There are obvious (and not-so-obvious) drawbacks to each, not the least of which is that you may end up with a piece of crap vehicle. There is, when buying any “as is, where is” vehicle, an element of gambling. If you do this long enough you will get burned. You can minimize the risk by research, knowing a bit about cars and what to look for, being able to do most of the work yourself, knowing a good mechanic to check things out beforehand if possible and pricing the risk into the deal. It’s not for the faint of heart!
Many small, independent dealers use Craigslist to advertised. I tend to stick with those, buying from individuals is inherently more risky on several levels - although the deals can be much better. As with anything, bigger risk usually means bigger reward potential. Auctions have fees - it’s how they make their money - but always factor the fee into your bid price or a great deal may turn into a not-so-good deal. I have, on occasion, also found a great deal at a large dealership, particularly if they have just taken in an older vehicle on trade and don’t plan to keep it on the lot.
The real keys are patience, looking constantly and not being afraid to walk away at the first sign of sketchiness.

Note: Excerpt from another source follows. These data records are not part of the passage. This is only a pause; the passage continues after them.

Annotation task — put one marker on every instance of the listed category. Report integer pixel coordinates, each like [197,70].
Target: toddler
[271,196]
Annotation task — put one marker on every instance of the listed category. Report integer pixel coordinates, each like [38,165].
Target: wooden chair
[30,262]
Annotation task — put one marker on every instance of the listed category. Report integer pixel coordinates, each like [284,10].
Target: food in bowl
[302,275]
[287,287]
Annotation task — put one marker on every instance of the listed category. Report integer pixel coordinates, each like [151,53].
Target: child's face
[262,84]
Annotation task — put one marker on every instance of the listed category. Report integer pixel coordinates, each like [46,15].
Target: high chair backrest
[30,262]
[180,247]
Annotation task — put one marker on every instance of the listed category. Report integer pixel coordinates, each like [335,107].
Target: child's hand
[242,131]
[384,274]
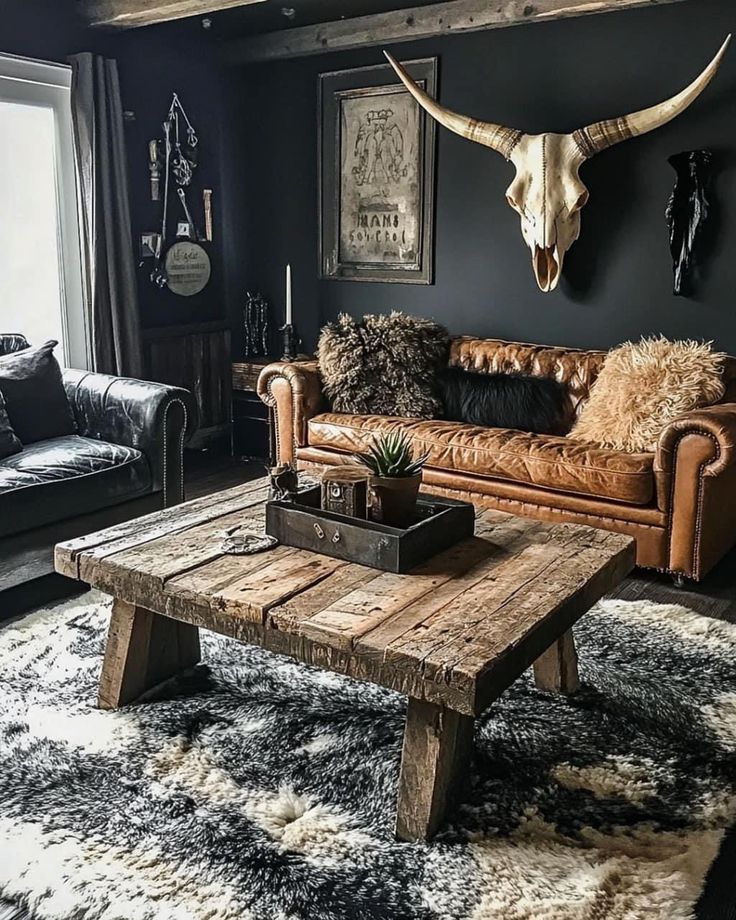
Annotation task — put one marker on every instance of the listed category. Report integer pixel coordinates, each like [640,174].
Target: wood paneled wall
[195,357]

Per the original question: we have a 1999 Chevy Suburban and a 1995 Toyota Tacoma (first year that the small Toyota trucks were branded as Tacoma, in fact.) The little truck is the Energizer Bunny of vehicles - a friend bought it new for his business and we bought it for The Boy 2 years ago. Other than the "consumables, " like tires and battery, everything except the ignition, starter, ball joints, and tag light is original equipment. It just keeps going. (And is mechanically simple enough for a handy teenager to repair or replace.) It’s a dandy little truck. As for the 'Burb, we had a few problems a couple of years ago. We looked at the cost of a new/er family ride, with enough passenger seating for a family of 6 plus two dogs, and decided to just put a new motor in the old truck (we’d already done some larger maintenance jobs at the time.) So the giant red truck* drives like new, is cheap to insure, is paid for, and I can find it in the parking lot. I gas up the air conditioner every couple of years, we maintain it, and plan to drive the wheels off of it.

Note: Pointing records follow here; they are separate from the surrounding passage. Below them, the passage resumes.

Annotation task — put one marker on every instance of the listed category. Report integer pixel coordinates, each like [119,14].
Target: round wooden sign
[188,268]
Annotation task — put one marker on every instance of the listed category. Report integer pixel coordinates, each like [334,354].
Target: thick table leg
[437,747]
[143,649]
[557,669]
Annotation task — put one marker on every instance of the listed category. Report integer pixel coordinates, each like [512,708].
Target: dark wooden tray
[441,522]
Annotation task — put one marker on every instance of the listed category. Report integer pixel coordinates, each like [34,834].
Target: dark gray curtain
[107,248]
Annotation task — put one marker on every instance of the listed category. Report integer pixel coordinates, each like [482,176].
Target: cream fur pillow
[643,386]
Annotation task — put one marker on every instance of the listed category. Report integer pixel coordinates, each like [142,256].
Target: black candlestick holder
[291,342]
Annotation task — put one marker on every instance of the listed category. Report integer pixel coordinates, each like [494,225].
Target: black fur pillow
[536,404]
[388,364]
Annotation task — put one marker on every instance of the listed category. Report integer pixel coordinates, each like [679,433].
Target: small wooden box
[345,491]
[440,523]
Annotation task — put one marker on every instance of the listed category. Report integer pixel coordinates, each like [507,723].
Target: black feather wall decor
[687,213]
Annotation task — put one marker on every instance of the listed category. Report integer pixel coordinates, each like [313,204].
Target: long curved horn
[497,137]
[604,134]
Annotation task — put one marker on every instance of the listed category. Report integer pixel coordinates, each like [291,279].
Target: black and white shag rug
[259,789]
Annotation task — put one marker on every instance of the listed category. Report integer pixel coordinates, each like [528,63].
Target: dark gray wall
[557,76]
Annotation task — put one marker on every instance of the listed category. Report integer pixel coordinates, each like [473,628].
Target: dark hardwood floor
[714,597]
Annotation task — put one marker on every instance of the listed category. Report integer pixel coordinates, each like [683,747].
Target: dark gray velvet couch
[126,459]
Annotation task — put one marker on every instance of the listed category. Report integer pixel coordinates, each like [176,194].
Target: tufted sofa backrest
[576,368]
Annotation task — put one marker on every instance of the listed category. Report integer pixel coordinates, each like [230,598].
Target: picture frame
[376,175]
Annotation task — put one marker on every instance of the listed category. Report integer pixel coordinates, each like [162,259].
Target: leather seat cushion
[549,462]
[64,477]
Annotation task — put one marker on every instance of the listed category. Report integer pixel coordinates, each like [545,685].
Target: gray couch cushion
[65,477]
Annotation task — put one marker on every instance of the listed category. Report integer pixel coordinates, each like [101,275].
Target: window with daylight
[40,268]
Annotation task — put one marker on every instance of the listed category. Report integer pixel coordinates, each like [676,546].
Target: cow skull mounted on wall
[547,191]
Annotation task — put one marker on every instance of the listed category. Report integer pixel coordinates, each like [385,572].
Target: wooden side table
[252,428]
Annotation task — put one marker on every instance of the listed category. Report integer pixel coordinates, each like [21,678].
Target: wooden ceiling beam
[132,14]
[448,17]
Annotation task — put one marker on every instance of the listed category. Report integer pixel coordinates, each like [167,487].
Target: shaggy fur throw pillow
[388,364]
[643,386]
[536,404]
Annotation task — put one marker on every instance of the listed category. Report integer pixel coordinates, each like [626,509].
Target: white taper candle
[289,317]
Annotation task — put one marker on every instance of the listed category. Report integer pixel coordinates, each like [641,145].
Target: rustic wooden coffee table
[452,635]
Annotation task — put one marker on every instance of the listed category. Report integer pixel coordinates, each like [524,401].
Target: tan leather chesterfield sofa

And then there’s my mother’s old pickup. I remember the evening Daddy came home from work and tossed her a set of keys (back when there were separate ones for the door and the ignition.) “Let’s go get your new truck.” We came home with a new '76 Ford F200 long wheel base, olive green, 4 on the floor. Over the years, that was a grocery hauler, a commuter vehicle, pulled a 30-foot travel trailer all over the SE US. My brother inherited it in 1985 as his first vehicle, and abused the hell out of it - ask me how I know that a 75 Sedan de Ville will pull a full-sized truck out of the river! When my brother left for the military, the truck was parked, but Betsy had her little outings - trips to the landfill or the lumber yard - and waited patiently for her boy to come home and drive her. Eventually, one of the neighbors needed a work truck, so Ma entrusted him with Betsy’s care and feeding. After Mr. Gene died, another old neighbor bought her. Two years ago, when that gentleman came to install our new fence, Betsy proudly brought the posts and chain link fabric. Mr. Johnny said she would hit a half-million miles soon, and his son sent me a picture of the odometer the day it rolled over. Mr. Johnny still drives her.